Críticas


ANTES DE DORMIR

De: ROWAN JOFFE
Com: NICOLE KIDMAN, COLIN FIRTH, MARK STRONG
23.01.2015
Por Octavio Caruso
O resultado seria melhor, caso o diretor não sofresse da mesma patologia que a protagonista.

O cinema adora trabalhar o tema da perda de memória. O problema é que o roteirista/diretor Rowan Joffe parece sofrer da mesma patologia de sua protagonista, esquecendo subtramas e deixando no caminho várias pontas soltas, conduzindo a um desfecho narrativamente incoerente e intelectualmente insatisfatório, um anticlímax desnecessariamente meloso. As tentativas de manipular o público em direções erradas, elemento importante em obras de mistério, falham essencialmente por serem fundamentadas em atitudes totalmente inverossímeis, inconsistentes. Uma experiência estranhamente misógina, ainda que adaptado do livro de uma autora, que, numa leitura mais profunda, de alguém muito interessado em filosofar sobre a letargia, trabalha metaforicamente a odisséia traumática da protagonista como um torto julgamento moral, uma punição para o adultério.

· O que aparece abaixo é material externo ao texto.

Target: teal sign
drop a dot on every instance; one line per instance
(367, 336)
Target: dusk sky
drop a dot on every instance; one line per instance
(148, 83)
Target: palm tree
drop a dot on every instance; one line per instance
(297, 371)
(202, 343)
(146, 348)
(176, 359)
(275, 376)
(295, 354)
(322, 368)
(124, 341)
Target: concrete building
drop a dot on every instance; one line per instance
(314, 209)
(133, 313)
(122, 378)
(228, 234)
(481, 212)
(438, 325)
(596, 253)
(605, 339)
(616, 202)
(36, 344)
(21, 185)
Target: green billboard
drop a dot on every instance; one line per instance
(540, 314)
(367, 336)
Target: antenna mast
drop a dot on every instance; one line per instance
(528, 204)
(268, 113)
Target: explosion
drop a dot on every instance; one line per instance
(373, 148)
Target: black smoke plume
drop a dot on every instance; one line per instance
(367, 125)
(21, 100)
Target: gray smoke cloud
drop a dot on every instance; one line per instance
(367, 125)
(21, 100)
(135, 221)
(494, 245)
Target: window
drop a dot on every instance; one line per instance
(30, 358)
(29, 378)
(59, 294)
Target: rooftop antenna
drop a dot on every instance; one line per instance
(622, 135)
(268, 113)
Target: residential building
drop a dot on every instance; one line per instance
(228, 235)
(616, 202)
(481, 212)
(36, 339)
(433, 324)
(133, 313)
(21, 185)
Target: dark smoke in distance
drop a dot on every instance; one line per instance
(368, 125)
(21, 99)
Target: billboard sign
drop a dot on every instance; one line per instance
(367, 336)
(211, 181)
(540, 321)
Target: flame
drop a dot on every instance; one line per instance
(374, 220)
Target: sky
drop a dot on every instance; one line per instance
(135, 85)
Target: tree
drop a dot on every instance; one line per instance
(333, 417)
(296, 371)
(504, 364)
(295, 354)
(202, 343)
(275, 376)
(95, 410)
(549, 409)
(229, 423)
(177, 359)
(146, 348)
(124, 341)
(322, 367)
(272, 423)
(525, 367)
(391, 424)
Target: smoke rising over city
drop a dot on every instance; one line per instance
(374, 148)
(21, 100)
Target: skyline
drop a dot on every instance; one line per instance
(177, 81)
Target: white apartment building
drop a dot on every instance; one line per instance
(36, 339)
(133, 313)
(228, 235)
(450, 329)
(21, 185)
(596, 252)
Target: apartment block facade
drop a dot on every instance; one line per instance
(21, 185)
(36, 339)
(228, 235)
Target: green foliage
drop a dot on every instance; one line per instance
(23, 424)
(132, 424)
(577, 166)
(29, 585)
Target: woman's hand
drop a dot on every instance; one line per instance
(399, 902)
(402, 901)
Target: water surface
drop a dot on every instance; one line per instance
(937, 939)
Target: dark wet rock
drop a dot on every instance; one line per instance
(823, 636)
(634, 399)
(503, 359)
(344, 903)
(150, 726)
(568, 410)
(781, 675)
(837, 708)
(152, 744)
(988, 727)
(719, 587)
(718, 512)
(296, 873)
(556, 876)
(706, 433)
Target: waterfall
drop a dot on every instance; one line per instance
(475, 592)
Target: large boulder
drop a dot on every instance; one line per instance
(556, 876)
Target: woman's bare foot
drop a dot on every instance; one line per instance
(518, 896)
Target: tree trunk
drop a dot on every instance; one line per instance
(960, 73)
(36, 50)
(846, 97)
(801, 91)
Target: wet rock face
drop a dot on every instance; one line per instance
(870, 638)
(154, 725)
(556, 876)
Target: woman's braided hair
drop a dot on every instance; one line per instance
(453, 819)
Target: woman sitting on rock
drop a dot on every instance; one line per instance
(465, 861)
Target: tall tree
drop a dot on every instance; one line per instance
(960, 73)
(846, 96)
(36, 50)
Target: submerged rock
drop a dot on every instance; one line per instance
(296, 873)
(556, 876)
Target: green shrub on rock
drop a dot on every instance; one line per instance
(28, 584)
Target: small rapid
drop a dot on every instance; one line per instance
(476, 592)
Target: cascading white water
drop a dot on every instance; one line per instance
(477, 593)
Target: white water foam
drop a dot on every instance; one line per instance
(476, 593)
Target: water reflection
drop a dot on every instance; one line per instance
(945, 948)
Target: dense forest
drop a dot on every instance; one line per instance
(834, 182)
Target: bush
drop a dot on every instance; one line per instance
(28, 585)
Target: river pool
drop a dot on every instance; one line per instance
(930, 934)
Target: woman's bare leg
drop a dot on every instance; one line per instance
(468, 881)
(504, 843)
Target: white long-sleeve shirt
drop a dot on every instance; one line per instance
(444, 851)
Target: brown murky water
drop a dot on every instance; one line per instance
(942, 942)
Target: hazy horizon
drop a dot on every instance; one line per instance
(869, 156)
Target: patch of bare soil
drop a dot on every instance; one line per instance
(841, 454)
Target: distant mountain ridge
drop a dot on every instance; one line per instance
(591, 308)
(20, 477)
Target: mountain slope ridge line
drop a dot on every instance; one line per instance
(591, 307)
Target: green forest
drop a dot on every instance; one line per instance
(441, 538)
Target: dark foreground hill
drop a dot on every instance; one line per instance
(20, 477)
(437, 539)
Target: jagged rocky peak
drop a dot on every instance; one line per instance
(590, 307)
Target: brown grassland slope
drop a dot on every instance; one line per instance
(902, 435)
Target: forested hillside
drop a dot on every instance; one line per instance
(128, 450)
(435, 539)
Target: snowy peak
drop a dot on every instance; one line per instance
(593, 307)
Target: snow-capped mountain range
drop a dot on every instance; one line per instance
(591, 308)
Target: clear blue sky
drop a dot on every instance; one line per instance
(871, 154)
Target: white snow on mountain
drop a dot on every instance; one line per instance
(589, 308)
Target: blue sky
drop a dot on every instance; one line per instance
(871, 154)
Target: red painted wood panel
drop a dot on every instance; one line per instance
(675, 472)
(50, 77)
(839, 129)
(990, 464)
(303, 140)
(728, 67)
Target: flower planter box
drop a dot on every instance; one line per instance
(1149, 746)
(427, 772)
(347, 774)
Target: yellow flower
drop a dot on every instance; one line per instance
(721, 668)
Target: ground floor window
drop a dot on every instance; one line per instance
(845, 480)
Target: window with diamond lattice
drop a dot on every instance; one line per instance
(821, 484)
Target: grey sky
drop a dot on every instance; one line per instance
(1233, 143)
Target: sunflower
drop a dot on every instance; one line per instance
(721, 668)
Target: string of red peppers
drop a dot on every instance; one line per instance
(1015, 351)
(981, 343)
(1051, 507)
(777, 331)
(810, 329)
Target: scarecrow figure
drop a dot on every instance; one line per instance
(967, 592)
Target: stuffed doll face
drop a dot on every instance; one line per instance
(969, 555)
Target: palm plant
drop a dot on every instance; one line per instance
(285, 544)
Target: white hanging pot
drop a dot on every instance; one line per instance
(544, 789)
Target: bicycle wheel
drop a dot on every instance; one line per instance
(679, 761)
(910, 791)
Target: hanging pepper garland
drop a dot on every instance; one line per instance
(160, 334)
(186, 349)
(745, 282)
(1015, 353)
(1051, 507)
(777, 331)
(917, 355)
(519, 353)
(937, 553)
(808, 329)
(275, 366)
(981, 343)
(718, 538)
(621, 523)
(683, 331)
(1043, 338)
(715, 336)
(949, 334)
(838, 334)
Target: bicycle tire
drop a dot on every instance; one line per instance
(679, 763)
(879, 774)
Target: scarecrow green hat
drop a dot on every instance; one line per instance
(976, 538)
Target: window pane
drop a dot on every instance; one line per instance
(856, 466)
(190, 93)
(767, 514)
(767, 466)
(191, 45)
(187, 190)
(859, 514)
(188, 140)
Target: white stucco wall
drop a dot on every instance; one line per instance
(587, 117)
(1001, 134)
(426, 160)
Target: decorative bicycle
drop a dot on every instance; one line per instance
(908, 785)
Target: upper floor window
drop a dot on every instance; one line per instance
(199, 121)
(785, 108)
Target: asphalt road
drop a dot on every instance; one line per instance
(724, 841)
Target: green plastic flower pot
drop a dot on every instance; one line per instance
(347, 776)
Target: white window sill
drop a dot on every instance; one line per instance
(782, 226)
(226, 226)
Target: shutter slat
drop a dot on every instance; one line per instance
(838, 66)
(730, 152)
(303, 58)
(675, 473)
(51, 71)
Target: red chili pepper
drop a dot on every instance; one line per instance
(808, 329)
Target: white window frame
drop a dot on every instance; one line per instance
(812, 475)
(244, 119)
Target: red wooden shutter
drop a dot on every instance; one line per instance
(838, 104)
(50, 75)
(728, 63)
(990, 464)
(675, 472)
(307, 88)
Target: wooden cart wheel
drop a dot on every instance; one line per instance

Com execução simplória de especial para televisão e soluções que caberiam melhor em uma novela, é impressionante tentar compreender a razão que fez Nicole Kidman, Colin Firth e Mark Strong assinarem seus contratos. A trama prefere a repetição, durante o segundo ato, mostrando ad nauseam o marido explicando para a esposa sua situação, ao invés de se aprofundar no desenvolvimento dos personagens, solidificando as motivações, intensificando o desespero de alguém que esquece tudo a cada despertar. Algumas questões interessantes, como a reflexão comportamental sobre as atitudes que tomaríamos com alguém, caso soubéssemos que a pessoa iria se esquecer de tudo no dia seguinte, as decisões que nos mantém íntegros e corretos, são esquecidas em prol de cenas formulaicas de sustos e outras bobagens.

Com um diretor mais ousado, interessado em trabalhar as metáforas de forma visual, poderia ter resultado em um produto melhor. O amadorismo de Joffe, sem elegância alguma, destruiu qualquer potencialidade que havia na adaptação da obra da autora S.J. Watson.